Das internationale Delikatessen-Zentrum, der Delikatessen-Park und das Delikatessen-Land in Guangzhou
Um Guangzhou zu einer Reisestadt mit bester Gastronomie in China zu entwickeln, hat die Stadtregierung drei Projekte, das internationale Delikatessen-Zentrum, der Delikatessen-Park und das Delikatessen-Land ausgeführt. Das internationale Delikatessen-Zentrum liegt im Stock 4-10 des Ming Sing Plaza an der Beijing Lu. Dort findet man Leckerbissen aus aller Welt. Der Delikatessen-Park liegt an der Pantang Lu im Bezirk Liwan und führt traditionelle Imbisse. Das Delikatessen-Land liegt im Untergrund des Kangwang-Geschäftszentrums an der Kangwang Lu im Bezirk Liwan. Dort kann man sich unterhalten und besondere Leckerbissen durchprobieren.
Liuhua-„Brei-Land"
Das „Brei-Land" im Liuhuahu-Park ist ein Ort, wo man verschiedenste Breie essen kann. Guangzhouer essen gern Breie. Die Kochmethoden sind vielfältig. Es gibt einige Dutzende Breiarten, z. B. den Brei mit Kalkeiern und magerem Schweinefleisch, den Schweineleber-Brei und den Bootsbrei. Im „Brei-Land" isst man Brei, wenn er im Topf auf dem Kocher neben dem Tisch kocht. Die Fischkopf-Suppe ist besonders zu empfehlen. Das „Brei-Land" ist bis in die Mitternacht offen.
Shamian in Guangzhou
Shamian ist das Konsulatviertel in Guangzhou. Hier gibt es viele Restaurants für westliche Küche und man fühlt sich wie in Europa. Die Restaurants sind geschmackvoll eingerichtet und die Atmosphäre ist angenehm.

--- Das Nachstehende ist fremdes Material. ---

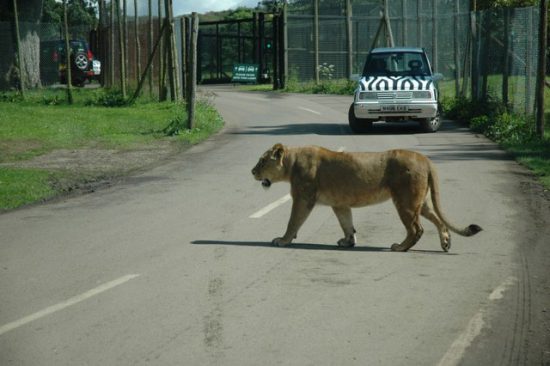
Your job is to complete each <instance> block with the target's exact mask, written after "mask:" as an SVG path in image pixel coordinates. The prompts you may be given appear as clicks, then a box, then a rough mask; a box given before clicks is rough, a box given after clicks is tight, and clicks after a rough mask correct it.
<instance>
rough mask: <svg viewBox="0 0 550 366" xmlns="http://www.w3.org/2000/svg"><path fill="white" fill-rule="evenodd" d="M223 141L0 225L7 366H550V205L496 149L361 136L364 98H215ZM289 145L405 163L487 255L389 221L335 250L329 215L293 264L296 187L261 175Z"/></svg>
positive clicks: (467, 243)
mask: <svg viewBox="0 0 550 366" xmlns="http://www.w3.org/2000/svg"><path fill="white" fill-rule="evenodd" d="M215 94H216V95H215V97H213V101H214V103H215V105H216V106H217V107H218V109H219V110H220V111H221V113H222V115H223V117H224V118H225V120H226V123H227V127H226V129H225V130H224V131H223V132H222V133H220V134H218V135H216V136H214V137H213V138H212V139H210V140H209V141H207V142H205V143H203V144H201V145H199V146H195V147H193V148H191V149H189V150H188V151H186V152H185V153H183V154H181V155H179V156H177V157H176V158H174V159H173V160H172V161H170V162H168V163H166V164H164V165H162V166H160V167H158V168H155V169H152V170H151V171H148V172H146V173H143V174H140V175H136V176H132V177H129V178H128V179H126V180H125V181H124V182H122V183H121V184H119V185H116V186H114V187H111V188H108V189H102V190H99V191H97V192H95V193H93V194H87V195H82V196H77V197H71V198H67V199H63V200H60V201H57V202H51V203H48V204H44V205H38V206H34V207H30V208H25V209H21V210H17V211H14V212H11V213H7V214H3V215H0V290H1V292H0V293H1V297H0V364H1V365H143V364H152V365H455V364H464V365H481V364H483V365H519V364H526V365H539V364H544V365H547V364H550V343H549V338H550V321H549V318H550V301H549V296H550V295H549V294H550V285H549V279H548V260H549V259H550V256H549V250H548V243H550V229H549V228H550V225H549V221H550V215H549V214H548V212H549V211H548V206H549V204H548V202H550V201H548V198H547V197H545V193H544V192H542V190H541V189H540V188H539V187H538V185H537V184H536V183H535V182H534V180H533V178H532V177H531V176H530V175H529V173H527V172H526V171H525V170H524V169H522V168H521V167H519V166H518V165H517V164H516V163H514V162H513V161H511V160H510V159H509V158H508V157H507V156H506V155H505V154H504V153H503V152H502V151H500V150H499V149H498V148H497V147H496V146H495V145H494V144H492V143H490V142H489V141H488V140H486V139H485V138H483V137H480V136H476V135H474V134H471V133H470V132H468V131H467V130H466V129H464V128H463V127H461V126H460V125H457V124H454V123H451V122H446V123H444V125H443V128H442V130H440V131H439V132H438V133H435V134H423V133H420V131H419V129H418V128H417V126H416V125H414V124H410V125H384V126H376V127H375V131H374V133H373V134H370V135H352V134H350V131H349V129H348V127H347V122H346V113H347V108H348V105H349V103H350V100H351V98H350V97H335V96H304V95H288V94H269V93H268V94H263V93H239V92H235V91H234V90H232V89H231V88H219V89H217V90H215ZM276 142H282V143H284V144H288V145H305V144H316V145H321V146H325V147H328V148H331V149H334V150H338V149H344V150H346V151H379V150H386V149H390V148H408V149H413V150H416V151H420V152H422V153H425V154H427V155H428V156H429V157H430V158H431V159H433V161H434V162H435V164H436V166H437V167H438V171H439V178H440V181H441V192H442V203H443V209H444V210H445V212H446V213H447V216H448V217H449V218H450V219H451V220H452V221H453V222H455V223H456V224H458V225H459V226H462V225H466V224H470V223H476V224H479V225H481V226H482V227H483V228H484V231H483V232H481V233H480V234H478V235H476V236H475V237H471V238H463V237H460V236H458V235H454V236H453V243H452V248H451V251H450V252H449V253H443V252H442V251H441V248H440V247H439V239H438V235H437V232H436V230H435V228H434V227H433V225H431V224H430V223H428V222H426V223H425V225H424V228H425V233H424V236H423V237H422V239H421V240H420V242H419V243H418V244H417V245H416V246H415V248H414V250H411V251H410V252H408V253H393V252H390V251H389V246H390V245H391V244H392V243H394V242H399V241H401V240H402V239H403V238H404V236H405V231H404V229H403V227H402V224H401V223H400V221H399V218H398V217H397V214H396V212H395V209H394V208H393V206H392V204H391V203H384V204H380V205H377V206H371V207H367V208H363V209H356V210H354V220H355V227H356V229H357V231H358V233H357V238H358V245H357V247H355V248H353V249H349V250H338V249H337V248H336V241H337V240H338V239H339V238H341V232H340V228H339V225H338V223H337V220H336V218H335V217H334V215H333V213H332V211H331V209H330V208H327V207H316V208H315V209H314V211H313V213H312V215H311V216H310V218H309V219H308V221H306V223H305V225H304V226H303V228H302V230H301V231H300V232H299V234H298V238H297V239H296V240H295V244H294V245H291V246H289V247H286V248H276V247H272V246H271V245H270V242H271V239H273V238H274V237H276V236H280V235H281V234H283V233H284V230H285V228H286V223H287V221H288V215H289V212H290V202H289V201H288V200H286V199H285V197H286V195H287V193H288V191H289V186H288V185H287V184H285V183H280V184H274V185H273V186H272V187H271V188H270V189H269V190H267V191H265V190H263V189H262V188H261V186H260V184H259V182H256V181H254V180H253V178H252V175H251V173H250V170H251V169H252V167H253V166H254V164H255V163H256V162H257V159H258V157H259V155H260V154H261V153H262V152H264V151H265V150H266V149H268V148H269V147H271V146H272V145H273V144H274V143H276Z"/></svg>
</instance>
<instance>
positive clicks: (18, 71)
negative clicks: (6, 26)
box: [13, 0, 72, 103]
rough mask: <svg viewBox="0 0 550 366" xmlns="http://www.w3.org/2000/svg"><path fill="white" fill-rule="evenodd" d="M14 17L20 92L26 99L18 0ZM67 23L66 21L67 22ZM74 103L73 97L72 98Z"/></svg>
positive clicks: (15, 47)
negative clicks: (17, 7) (25, 97)
mask: <svg viewBox="0 0 550 366" xmlns="http://www.w3.org/2000/svg"><path fill="white" fill-rule="evenodd" d="M66 7H67V6H66V4H65V2H63V9H64V14H65V17H66V14H67V11H66ZM13 17H14V21H15V48H16V50H15V53H16V58H15V62H16V66H17V73H18V74H19V92H20V93H21V97H22V98H23V99H25V82H24V80H23V74H24V73H23V70H21V65H22V64H23V63H22V62H21V43H20V42H21V41H20V39H21V35H20V33H19V14H18V12H17V0H13ZM65 24H66V23H65ZM71 103H72V99H71Z"/></svg>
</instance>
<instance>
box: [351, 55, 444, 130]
mask: <svg viewBox="0 0 550 366" xmlns="http://www.w3.org/2000/svg"><path fill="white" fill-rule="evenodd" d="M442 77H443V76H442V75H441V74H435V75H434V74H432V69H431V66H430V62H429V61H428V57H427V56H426V52H424V50H423V49H422V48H375V49H373V50H372V51H371V52H370V53H369V54H368V56H367V61H366V62H365V67H364V68H363V74H362V76H361V79H360V80H359V85H358V87H357V89H356V90H355V97H354V101H353V103H352V105H351V106H350V109H349V114H348V120H349V125H350V128H351V130H352V131H353V132H356V133H361V132H366V131H368V130H370V129H371V128H372V124H373V123H374V122H377V121H391V122H393V121H411V120H412V121H418V122H419V123H420V125H421V127H422V129H423V130H424V131H426V132H435V131H437V130H438V129H439V126H440V125H441V119H440V115H439V106H438V91H437V85H436V82H437V80H439V79H441V78H442Z"/></svg>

Verkehr: Buslinien Nr. 5 und 233
Tianhe-Plaza im Bezirk Tianhe
Tianhe-Plaza ist ein Ort in Guangzhou, wo erstklassige Restaurants zu finden sind. Die Hunan-Küche bestimmt die Geschmackrichtungen. Bekannte Restaurants sind Wojia Xiangcai-Restaurant, Xiangcai-Restaurant, Kejiacai und Greenery Western Restaurant.
Fangcun-Delikatessenstraße in Guangzhou
Die Straße liegt am U-Bahn-Ausgang der Station Fangcun im Bezirk Liwan. Das bekannteste Gericht ist das geschmorte Eselfleisch. Darüber hinaus sind hier Zhanjiang- und Guangdong-Speisen zu probieren.
Der „Gastronomie-Korridor" an der Baiyun Dadao, die „Delikatessenstraße" an der Huadi Dadao und die „Paomachang-Delikatessenstraße" an der Huangpu Dadao sind außerdem zu empfehlen. Die Restaurants an diesen Straßen sind oft bis in die tiefe Nacht offen.